My discontent was not to do with the values of the movement or the aspirations of its leadership, but with the priority of the local gatherings. It felt to me like our conversations became increasingly privileged and indulgent. While we mouthed more noble commitments, we were more concerned about the taste of the oysters and the provenance of the olive oil that we ever were about matters of food security and justice. Unable to face another tasting of goats cheese, I quit.
Good food is about more than the aesthetics of taste and place. It’s even more than the values of slow. While I love my Maffra red wax cheddar, am fussy about the quality of my sourdough, and value the routines of food preparation, surely the designation ‘good’ has to go further. To determine food’s goodness requires an intelligent, moral engagement with the systemic issues of food’s production, distribution and consumption.

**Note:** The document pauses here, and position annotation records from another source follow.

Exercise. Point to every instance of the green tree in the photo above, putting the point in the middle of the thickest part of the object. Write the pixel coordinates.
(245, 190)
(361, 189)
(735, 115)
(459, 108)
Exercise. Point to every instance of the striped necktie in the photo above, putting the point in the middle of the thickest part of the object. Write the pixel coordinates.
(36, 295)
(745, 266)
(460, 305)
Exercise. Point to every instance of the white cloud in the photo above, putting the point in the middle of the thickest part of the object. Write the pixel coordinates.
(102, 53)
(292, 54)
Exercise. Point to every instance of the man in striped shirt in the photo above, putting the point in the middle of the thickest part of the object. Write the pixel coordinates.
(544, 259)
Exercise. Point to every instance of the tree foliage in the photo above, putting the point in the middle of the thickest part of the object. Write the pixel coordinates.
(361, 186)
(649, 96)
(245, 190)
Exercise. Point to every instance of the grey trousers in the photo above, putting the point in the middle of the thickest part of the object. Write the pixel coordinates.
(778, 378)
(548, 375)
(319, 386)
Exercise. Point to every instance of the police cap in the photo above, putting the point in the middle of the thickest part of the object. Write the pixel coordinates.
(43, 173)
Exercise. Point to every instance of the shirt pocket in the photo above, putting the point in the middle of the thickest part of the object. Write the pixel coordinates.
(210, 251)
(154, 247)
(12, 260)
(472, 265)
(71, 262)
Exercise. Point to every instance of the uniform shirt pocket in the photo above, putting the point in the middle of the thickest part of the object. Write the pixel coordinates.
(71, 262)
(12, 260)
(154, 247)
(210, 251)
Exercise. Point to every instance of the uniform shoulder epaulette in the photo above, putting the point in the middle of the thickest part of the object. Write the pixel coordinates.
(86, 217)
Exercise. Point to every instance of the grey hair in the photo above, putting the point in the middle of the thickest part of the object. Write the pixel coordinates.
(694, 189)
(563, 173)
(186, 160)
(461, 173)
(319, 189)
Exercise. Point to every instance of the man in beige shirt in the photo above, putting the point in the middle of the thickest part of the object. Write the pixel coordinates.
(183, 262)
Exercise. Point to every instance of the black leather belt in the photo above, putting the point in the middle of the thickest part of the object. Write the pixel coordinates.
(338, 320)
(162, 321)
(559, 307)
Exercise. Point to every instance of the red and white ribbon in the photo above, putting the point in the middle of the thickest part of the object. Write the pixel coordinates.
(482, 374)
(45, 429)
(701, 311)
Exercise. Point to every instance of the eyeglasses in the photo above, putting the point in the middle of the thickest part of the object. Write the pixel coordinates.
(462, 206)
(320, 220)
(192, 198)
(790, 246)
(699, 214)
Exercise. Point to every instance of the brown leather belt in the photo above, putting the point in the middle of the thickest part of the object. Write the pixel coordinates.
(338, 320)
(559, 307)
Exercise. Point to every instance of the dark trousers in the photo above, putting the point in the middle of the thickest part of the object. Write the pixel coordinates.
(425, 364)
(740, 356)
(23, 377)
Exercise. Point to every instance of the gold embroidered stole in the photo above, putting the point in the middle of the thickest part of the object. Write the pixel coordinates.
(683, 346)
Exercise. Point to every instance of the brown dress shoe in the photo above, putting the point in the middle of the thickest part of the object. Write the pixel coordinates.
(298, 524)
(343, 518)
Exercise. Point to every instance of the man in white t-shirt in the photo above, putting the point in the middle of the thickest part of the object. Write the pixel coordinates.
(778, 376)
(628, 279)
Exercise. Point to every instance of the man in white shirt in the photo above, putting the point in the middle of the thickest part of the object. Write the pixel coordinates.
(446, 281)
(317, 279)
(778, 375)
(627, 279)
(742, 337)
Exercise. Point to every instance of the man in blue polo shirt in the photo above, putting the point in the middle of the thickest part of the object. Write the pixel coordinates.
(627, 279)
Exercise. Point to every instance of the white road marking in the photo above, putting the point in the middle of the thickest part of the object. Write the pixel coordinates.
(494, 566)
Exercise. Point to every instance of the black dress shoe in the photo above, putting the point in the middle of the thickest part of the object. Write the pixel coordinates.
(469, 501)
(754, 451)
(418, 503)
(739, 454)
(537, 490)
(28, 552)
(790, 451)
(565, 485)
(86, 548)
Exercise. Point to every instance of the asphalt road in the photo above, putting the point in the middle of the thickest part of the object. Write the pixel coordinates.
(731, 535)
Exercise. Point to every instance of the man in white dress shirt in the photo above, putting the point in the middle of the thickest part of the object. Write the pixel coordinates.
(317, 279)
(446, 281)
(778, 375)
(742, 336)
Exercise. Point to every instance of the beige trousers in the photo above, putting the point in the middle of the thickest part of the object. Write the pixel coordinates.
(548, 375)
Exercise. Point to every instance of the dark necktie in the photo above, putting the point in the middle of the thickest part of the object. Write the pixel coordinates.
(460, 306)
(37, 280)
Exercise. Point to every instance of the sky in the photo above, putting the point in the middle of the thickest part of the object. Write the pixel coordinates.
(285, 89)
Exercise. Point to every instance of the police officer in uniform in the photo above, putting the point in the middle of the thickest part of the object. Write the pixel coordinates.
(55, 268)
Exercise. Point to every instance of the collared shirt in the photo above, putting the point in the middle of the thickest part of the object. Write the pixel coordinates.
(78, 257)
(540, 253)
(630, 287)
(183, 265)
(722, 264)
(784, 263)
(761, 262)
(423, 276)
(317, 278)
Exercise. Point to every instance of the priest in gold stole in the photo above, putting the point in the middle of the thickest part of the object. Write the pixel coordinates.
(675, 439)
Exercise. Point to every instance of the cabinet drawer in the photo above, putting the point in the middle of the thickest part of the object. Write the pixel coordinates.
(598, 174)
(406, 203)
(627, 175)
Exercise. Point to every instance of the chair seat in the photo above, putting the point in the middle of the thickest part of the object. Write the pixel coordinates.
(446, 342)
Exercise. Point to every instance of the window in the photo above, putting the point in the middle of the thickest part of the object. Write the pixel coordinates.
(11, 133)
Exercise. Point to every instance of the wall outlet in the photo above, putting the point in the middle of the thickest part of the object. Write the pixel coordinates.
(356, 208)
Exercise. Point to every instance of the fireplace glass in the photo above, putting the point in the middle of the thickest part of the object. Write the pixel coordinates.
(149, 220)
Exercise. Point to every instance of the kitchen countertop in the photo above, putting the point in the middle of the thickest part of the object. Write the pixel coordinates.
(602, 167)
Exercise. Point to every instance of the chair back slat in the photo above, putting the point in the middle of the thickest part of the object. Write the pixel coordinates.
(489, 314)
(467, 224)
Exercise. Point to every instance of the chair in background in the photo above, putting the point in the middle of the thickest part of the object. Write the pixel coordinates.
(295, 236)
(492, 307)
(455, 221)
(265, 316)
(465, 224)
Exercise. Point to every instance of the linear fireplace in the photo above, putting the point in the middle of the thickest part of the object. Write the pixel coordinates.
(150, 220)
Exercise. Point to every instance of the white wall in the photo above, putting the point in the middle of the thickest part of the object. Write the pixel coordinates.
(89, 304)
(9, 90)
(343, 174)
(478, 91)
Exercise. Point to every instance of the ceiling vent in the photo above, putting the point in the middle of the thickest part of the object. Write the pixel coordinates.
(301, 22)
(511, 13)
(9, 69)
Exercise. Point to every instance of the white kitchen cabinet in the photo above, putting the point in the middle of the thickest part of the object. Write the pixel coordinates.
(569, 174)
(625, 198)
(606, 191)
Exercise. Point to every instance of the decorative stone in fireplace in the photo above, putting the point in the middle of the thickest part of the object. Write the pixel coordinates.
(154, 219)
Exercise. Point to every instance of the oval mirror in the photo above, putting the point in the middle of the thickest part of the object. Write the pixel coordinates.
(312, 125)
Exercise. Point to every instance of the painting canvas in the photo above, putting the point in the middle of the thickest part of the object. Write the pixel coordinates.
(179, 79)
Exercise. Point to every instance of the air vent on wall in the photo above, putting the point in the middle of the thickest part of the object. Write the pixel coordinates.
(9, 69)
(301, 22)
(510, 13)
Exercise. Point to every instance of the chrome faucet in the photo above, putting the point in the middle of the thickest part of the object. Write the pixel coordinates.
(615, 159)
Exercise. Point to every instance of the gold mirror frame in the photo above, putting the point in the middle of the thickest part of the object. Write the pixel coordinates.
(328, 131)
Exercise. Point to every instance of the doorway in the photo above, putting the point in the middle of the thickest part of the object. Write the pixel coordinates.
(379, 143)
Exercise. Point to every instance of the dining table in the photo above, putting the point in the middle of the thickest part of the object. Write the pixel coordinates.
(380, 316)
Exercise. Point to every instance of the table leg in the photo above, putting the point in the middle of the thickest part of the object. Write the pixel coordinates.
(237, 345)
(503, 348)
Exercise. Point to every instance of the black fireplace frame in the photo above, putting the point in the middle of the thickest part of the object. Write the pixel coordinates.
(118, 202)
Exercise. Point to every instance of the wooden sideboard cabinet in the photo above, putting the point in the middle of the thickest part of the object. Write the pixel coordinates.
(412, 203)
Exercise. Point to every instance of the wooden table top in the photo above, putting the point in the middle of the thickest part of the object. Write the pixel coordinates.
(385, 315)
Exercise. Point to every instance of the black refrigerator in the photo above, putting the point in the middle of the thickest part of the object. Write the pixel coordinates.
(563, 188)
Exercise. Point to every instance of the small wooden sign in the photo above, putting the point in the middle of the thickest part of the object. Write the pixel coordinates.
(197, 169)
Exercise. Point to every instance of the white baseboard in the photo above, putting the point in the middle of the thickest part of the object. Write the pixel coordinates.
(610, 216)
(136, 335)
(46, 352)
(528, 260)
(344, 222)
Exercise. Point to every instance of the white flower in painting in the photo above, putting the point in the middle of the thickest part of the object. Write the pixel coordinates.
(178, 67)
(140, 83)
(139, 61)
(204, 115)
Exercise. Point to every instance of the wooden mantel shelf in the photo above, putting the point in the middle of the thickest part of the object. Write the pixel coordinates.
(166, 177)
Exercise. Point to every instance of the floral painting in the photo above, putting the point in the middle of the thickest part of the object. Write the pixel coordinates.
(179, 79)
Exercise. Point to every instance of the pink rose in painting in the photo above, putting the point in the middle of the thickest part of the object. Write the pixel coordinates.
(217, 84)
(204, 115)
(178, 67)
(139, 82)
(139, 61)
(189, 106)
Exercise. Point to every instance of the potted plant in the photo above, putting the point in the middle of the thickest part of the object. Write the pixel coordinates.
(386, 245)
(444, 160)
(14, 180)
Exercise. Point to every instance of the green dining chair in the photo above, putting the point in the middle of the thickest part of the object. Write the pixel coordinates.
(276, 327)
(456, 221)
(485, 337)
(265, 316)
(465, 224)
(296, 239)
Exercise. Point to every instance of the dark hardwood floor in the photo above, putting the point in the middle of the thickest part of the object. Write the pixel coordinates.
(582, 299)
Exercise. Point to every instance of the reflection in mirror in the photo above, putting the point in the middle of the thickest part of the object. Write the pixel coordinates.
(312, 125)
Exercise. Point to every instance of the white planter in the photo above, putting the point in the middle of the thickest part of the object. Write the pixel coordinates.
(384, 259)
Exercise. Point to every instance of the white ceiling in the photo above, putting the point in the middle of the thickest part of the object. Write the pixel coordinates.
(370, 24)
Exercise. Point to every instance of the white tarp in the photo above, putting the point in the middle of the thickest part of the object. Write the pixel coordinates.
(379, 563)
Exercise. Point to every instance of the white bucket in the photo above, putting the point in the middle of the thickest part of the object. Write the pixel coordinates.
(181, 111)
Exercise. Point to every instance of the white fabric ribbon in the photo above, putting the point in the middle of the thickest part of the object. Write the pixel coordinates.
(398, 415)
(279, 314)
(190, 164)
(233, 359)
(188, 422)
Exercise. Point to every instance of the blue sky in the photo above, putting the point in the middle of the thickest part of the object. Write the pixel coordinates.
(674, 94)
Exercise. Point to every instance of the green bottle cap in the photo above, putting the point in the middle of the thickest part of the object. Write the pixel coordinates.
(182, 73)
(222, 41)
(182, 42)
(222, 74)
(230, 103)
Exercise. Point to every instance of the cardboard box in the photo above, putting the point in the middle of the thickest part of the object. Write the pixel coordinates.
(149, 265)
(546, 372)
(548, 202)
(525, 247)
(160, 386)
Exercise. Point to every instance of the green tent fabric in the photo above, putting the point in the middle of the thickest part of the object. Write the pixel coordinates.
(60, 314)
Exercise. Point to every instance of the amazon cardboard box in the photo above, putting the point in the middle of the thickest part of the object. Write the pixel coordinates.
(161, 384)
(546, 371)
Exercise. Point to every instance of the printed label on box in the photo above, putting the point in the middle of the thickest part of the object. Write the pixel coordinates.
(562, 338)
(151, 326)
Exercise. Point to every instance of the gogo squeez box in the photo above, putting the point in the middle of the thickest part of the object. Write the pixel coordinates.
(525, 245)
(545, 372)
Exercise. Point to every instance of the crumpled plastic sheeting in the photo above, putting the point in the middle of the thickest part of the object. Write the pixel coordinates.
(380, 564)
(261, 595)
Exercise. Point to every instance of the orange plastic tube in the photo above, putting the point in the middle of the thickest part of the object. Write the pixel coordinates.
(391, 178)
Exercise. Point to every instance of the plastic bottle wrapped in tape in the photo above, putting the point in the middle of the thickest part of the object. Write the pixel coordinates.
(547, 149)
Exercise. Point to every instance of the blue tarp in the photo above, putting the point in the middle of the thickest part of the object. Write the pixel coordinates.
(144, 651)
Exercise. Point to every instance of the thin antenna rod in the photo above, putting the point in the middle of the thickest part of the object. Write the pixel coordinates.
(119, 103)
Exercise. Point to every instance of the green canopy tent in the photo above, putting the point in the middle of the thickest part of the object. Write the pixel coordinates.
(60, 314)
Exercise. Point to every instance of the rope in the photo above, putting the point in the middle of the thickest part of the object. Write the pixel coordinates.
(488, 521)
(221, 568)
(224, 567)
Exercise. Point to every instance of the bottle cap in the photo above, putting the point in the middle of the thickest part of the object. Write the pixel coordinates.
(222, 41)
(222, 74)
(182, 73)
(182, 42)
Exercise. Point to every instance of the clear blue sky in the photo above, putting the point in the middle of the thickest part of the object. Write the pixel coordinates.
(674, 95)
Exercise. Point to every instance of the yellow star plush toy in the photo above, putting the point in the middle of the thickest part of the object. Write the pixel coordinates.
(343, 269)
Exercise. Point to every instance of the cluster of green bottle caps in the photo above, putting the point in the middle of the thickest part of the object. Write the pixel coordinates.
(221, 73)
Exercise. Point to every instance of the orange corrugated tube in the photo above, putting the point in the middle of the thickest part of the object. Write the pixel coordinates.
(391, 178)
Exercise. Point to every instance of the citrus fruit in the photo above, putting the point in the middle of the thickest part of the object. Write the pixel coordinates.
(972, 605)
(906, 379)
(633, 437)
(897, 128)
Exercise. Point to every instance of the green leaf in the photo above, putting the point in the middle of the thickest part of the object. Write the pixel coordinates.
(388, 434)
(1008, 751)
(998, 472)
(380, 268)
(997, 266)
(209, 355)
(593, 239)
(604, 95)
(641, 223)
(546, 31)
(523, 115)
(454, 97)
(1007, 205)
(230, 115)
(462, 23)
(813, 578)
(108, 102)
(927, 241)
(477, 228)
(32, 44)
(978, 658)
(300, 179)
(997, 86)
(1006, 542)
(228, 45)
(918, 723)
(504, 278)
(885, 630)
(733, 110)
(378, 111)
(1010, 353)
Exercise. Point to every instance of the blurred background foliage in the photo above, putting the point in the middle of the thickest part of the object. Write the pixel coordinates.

In her book Good Food, the North American writer Jennifer Ayers makes this point well. She argues that the quest for good food requires “moral attention” to those farmers and labourers swamped by an increasingly industrialised food system, to the urban and rural poor who struggle to find healthy food at an affordable price, and to the long-term wellbeing of the earth that produces it. According to Ayers. what’s needed is a social and environmental movement that addresses the deepest needs of “the poor, the laborer, and the earth.”
It’s not long ago that Australian writer Rebecca Huntley made the same plea in our context. For a food-related movement to be truly revolutionary, she argued, our vision must go beyond “artisan-crafted goats cheese” to address the needs of the most disadvantaged — those marginalized by place, poverty and race. It’s a new “republic of food” we need, she wrote — one in which all are fed and a table at which all are welcome.
Now that’s a movement I can be part of.
Jennifer Ayers, Good Food: Grounded Practical Theology, Baylor University Press, 2013.
Rebecca Huntley, Eating Between the Lines: Food & Equality in Australia, Black Inc., 2008.